Most of the factors associated with helmet use have been found by other authors [5, 9, 10, 15]. Indeed, in Malaysia, a study based on the Theory of Planned Behaviour using a multivariate analysis identified gender and the notion of a personal or family history of road accidents as factors associated with helmet use. The Malaysian study identified other factors not examined in the present study, such as the power of the motorbike, the notion of previous police control or sanction, and the attitude and perceived behaviour of others with regard to helmets [9]. The reason for travelling was included in the multivariate model in South India. These authors also noted the fact of having been checked by the police in the last 3 months, a factor not examined in our study [5]. Accident history was found in the model by Faryabi et al. This variable, although significant in univariate analysis, is not included in our final model [10]. Brown et al. found in their model that insurance ownership was associated with helmet use. This result is in line with ours, but, in contrast, they did not note gender. They included the position on the motorbike in their model, whereas we conducted our study only among drivers, as very few passengers wear helmets [15].

Some authors have observed that time of day, days of the week, and weather conditions may influence helmet use [6, 8]. Time of day and weather conditions were not significant in our study. Factors, such as visibility and road conditions, were in our model. Visibility can be influenced by time of day and weather conditions, among other things. Drivers wear helmets more on roads in good condition. In the national context, this observation could be explained by the fact that it is often major roads that are in good condition, and it is also on these roads that the risk of police controls is higher. Wearing a helmet on these roads would be to avoid sanction.

This study found that factors such as length of time driving and insurance coverage, which could be described as factors related to experience and knowledge of risk, contribute to helmet use in Benin. It also revealed the environmental conditions under which subjects are less likely to wear helmets.

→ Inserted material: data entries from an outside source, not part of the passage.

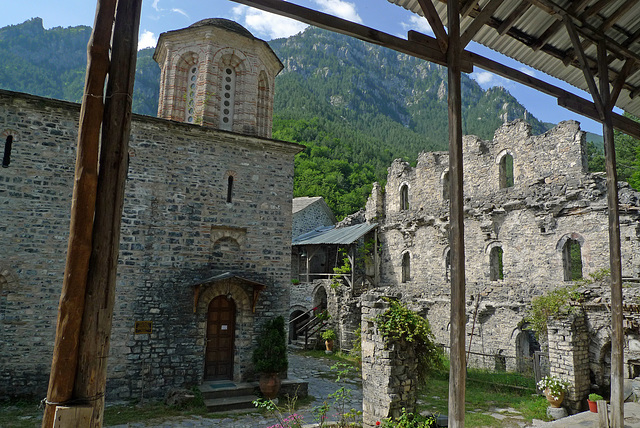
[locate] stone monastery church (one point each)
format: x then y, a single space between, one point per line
206 228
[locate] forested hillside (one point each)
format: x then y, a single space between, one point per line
355 106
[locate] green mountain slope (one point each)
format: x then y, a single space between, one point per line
354 105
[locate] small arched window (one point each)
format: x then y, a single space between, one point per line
495 264
447 265
404 197
229 189
506 171
406 267
227 95
445 185
572 260
190 104
6 159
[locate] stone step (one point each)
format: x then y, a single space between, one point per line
224 389
225 404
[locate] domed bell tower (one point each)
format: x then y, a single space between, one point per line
216 74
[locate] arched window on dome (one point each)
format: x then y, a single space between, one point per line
228 92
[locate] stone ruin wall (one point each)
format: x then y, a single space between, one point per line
552 199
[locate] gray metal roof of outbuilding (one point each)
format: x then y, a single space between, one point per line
329 235
623 30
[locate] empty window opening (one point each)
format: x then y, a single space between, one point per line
227 98
506 171
445 186
6 159
495 264
190 104
406 267
447 265
572 260
404 197
229 188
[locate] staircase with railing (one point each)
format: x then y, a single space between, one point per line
309 329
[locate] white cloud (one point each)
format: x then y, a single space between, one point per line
267 25
339 8
485 78
147 40
180 11
417 23
527 70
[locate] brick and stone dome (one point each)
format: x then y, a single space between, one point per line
215 73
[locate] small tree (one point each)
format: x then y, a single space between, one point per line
270 356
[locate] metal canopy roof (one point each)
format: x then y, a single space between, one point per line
533 33
330 235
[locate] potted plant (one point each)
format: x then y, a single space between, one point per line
270 356
329 336
593 402
554 389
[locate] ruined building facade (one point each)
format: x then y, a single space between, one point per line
535 220
206 228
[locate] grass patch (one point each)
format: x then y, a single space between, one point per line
485 392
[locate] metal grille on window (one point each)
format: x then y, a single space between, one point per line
191 94
228 94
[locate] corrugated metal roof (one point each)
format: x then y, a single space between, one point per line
535 21
329 235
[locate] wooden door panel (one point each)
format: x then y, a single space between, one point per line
220 339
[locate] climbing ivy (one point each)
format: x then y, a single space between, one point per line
399 323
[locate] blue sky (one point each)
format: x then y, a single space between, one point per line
165 15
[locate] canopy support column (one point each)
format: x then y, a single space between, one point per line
456 221
617 351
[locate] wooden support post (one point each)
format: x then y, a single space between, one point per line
617 339
72 298
91 374
456 222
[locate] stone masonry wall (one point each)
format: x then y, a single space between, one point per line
569 357
175 215
389 371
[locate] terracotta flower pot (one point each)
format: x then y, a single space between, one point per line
270 385
552 401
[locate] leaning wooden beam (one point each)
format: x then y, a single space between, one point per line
617 332
482 18
435 22
458 366
586 70
342 26
96 323
622 77
72 298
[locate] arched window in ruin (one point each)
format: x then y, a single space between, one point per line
506 170
445 185
447 264
6 159
572 260
227 95
495 264
190 99
229 189
263 105
404 197
406 267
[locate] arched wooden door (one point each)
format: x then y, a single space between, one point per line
221 319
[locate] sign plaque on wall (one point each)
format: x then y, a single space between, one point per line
143 327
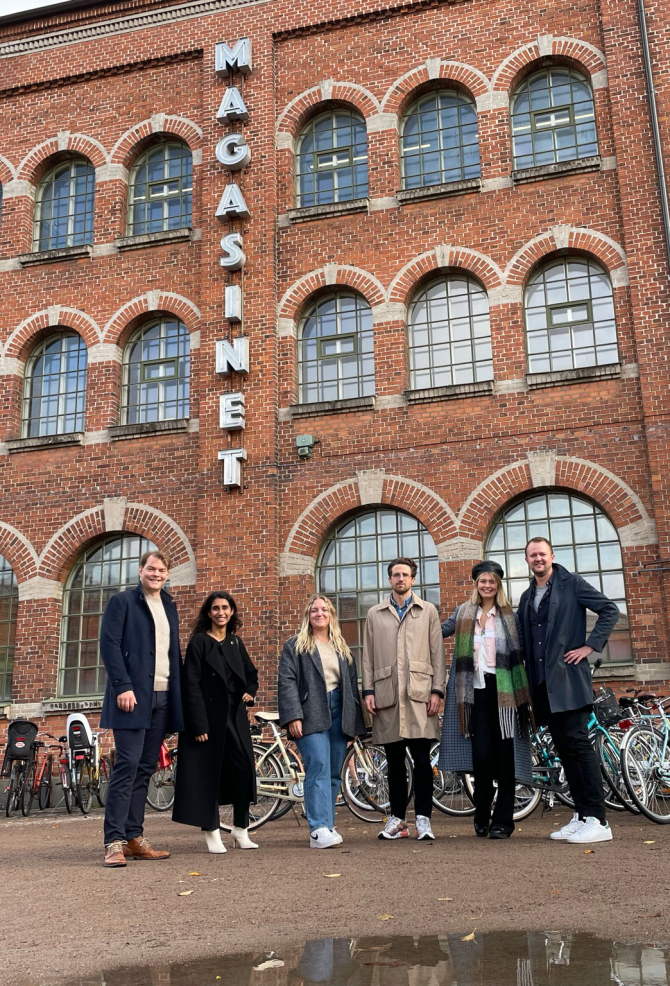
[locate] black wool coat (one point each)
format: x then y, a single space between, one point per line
203 777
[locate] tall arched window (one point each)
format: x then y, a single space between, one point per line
108 567
449 333
569 310
64 206
156 367
351 569
335 349
553 118
54 396
584 541
161 189
9 600
332 159
438 141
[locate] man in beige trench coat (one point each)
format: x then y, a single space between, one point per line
404 674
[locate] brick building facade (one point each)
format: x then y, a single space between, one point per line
449 249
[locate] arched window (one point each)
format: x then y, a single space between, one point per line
569 311
335 347
108 567
332 159
449 333
161 189
553 119
438 141
54 397
156 366
584 541
351 569
64 206
9 600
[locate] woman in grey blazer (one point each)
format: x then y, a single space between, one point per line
320 705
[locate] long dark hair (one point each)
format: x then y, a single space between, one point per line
203 621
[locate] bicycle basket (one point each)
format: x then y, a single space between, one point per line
20 738
606 708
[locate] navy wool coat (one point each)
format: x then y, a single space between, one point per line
302 694
128 651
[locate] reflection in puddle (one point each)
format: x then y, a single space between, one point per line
508 958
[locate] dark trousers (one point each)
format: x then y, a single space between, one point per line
423 776
571 739
136 758
492 760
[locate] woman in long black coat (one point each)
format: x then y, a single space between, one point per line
215 756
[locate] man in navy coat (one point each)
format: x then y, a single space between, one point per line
139 646
552 612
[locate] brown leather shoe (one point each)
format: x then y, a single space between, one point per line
139 848
115 855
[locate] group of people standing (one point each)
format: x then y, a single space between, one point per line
509 671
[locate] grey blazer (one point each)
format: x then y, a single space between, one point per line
301 693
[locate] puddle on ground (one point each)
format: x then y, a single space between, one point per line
508 958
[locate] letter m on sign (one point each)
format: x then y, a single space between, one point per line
236 59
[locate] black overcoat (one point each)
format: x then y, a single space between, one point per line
203 780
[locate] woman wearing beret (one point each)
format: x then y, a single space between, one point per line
487 712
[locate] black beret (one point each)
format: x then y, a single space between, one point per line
487 566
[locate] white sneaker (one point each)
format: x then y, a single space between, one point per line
323 838
423 829
592 830
563 834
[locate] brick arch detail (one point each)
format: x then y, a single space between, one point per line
294 115
400 92
57 316
149 304
599 245
184 129
330 275
478 264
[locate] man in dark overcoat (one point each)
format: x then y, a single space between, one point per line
552 613
139 646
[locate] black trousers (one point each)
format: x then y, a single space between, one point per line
423 776
492 760
571 739
136 758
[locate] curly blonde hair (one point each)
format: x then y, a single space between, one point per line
305 642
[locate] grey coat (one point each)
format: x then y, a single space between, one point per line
302 694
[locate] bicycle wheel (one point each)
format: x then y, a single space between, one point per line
104 777
28 790
269 774
645 764
160 795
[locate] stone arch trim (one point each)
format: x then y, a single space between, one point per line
148 304
599 245
56 316
478 264
330 275
294 115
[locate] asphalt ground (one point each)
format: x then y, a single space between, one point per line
63 914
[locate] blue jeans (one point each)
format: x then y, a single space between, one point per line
322 755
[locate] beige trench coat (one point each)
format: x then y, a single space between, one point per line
402 664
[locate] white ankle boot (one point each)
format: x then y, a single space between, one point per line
241 839
213 840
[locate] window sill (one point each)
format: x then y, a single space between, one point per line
332 407
453 392
124 243
544 171
44 441
326 211
561 378
54 256
438 191
119 433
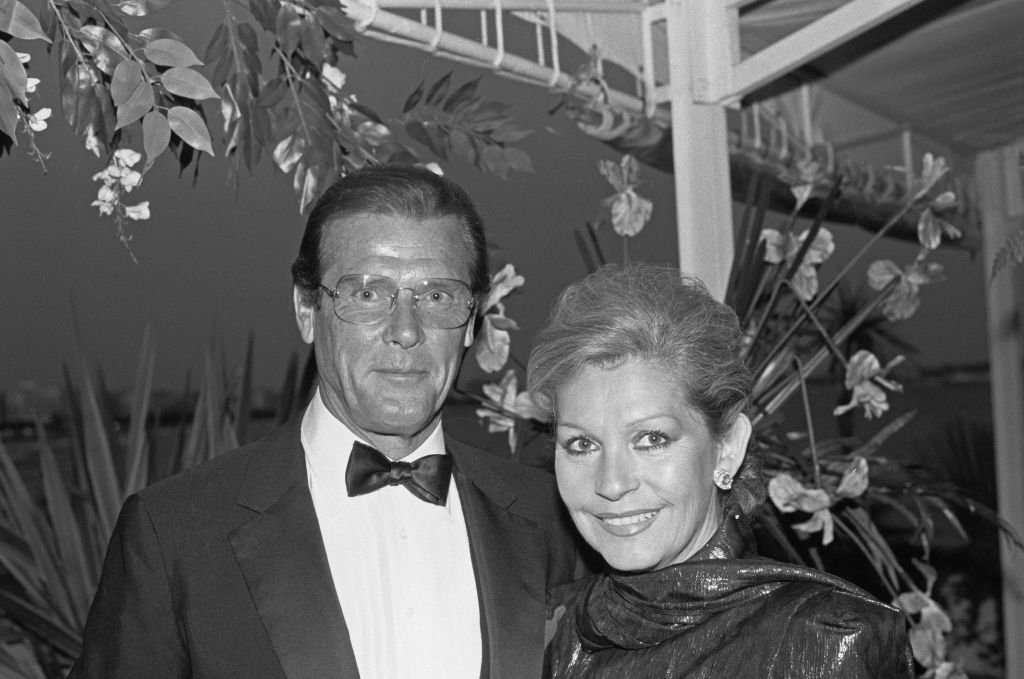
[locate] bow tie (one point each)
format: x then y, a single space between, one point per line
369 470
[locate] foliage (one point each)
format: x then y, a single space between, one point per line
1011 252
823 493
53 538
274 66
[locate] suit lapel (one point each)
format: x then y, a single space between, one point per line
282 556
508 562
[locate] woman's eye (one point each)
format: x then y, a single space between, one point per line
653 439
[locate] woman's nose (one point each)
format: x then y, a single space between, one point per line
616 475
403 325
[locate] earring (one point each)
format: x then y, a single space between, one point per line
723 479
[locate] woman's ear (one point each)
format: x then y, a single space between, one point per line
732 448
305 315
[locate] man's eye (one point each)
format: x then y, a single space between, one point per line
653 439
436 297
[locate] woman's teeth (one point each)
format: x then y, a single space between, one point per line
629 520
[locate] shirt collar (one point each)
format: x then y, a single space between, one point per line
328 441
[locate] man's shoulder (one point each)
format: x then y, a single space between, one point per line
221 476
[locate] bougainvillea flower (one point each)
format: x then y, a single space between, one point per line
854 480
492 348
140 211
505 405
905 299
931 229
788 495
779 248
864 378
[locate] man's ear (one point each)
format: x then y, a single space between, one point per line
467 339
305 315
732 448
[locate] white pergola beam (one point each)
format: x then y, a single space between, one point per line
716 83
996 171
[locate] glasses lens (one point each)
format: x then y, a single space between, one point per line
369 299
442 302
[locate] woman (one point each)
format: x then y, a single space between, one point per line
643 373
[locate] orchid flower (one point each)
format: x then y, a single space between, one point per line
630 212
505 405
493 345
903 301
864 374
788 495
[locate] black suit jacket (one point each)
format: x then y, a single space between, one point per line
221 571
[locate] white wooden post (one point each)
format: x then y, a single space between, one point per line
700 156
995 170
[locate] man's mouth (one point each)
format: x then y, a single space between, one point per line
628 523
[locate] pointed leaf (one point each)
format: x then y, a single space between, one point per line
461 95
12 71
156 135
139 102
104 47
438 90
189 126
8 114
171 52
141 7
18 20
127 78
334 20
187 83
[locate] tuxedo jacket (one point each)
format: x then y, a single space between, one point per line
221 573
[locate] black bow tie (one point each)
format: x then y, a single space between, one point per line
369 470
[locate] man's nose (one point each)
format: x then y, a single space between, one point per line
615 475
403 326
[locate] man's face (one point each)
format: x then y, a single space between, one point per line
390 378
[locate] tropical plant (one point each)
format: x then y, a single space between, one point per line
823 494
134 91
53 533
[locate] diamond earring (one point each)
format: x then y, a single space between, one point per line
723 479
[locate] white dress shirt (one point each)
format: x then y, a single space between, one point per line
400 565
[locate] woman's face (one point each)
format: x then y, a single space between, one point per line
635 461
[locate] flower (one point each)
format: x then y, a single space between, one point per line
37 121
629 211
863 375
788 495
494 343
779 248
904 300
927 634
505 405
136 212
127 157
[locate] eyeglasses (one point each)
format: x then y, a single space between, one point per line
366 299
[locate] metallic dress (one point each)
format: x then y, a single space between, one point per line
726 613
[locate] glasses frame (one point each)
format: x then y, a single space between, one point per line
334 295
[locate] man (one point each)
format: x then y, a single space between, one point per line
308 555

These observations could be used to reinforce behaviour change activities in specific groups. They should also lead to the involvement of subjects with some experience and knowledge of risk in the awareness and education of their peers.

5 Conclusion

This study provided information on the profile of helmet wearers and the environmental conditions in which they are more likely to wear helmets. The factors found in this study that explained helmet use were gender, purpose of trip, factors related to experience, and appropriation of the notion of risk (driving experience, insurance coverage), but also factors related to the environment (conditions and visibility of the road on which subjects are riding). These must be considered in activities to improve helmet wearing and to target beneficiaries. The enforcement of the helmet law must be intensified on all types of roads day and night. Interventions to increase helmet wearing, for example public awareness and education activities need to be rethought and applied from a very young age to specific groups such as the self-employed, those in the private sector, those riding on bad roads, or those not covered by insurance, because these factors were associated with reduced helmet wearing among this sample of motorcycle riders. Road infrastructure development programs should be strengthened to improve road conditions and their lighting.